Wait.. In the screenshot the "user" names himself Axelendaer (and the bot repeat...

eloisius · on March 1, 2023

And the prompt engineer wrote that the bot should have a secret “agends.” I see typos in these injections a lot and I wonder if they make it work better or have no effect.

greshake · on March 1, 2023

The typos are in the injections because we designed and implemented them in a single pass after reading the leaked initial prompt, and so far every single one was immediately successful. It just further illustrates how low the bar for such attacks currently is.

greshake · on March 1, 2023

I also tried more complex obfuscation methods, for example providing Python code for a caesar chiffre, it executed that pretty well, too! Not perfect, but it works. People will find better obfuscation methods. Might also be unnecessary since we have now been able to make it output linked text or references, in which case it is not obvious information is being exfiltrated.

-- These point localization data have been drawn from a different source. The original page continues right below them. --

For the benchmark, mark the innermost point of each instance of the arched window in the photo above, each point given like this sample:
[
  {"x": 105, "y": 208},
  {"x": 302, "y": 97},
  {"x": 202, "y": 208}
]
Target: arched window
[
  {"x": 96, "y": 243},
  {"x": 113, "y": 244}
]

charcircuit · on March 1, 2023

base64 works okay

modeless · on March 1, 2023

Partly because they don't read letters. They read "tokens" which are usually multiple letters.

sillysaurusx · on March 1, 2023

This is a common myth but in practice no one (as far as I know) has shown that byte level predictions result in superior overall performance.

(The word “overall” is important, since the papers that have claimed this usually show better performance in specialized situations that few people care about. Whereas everyone cares about reversing strings.)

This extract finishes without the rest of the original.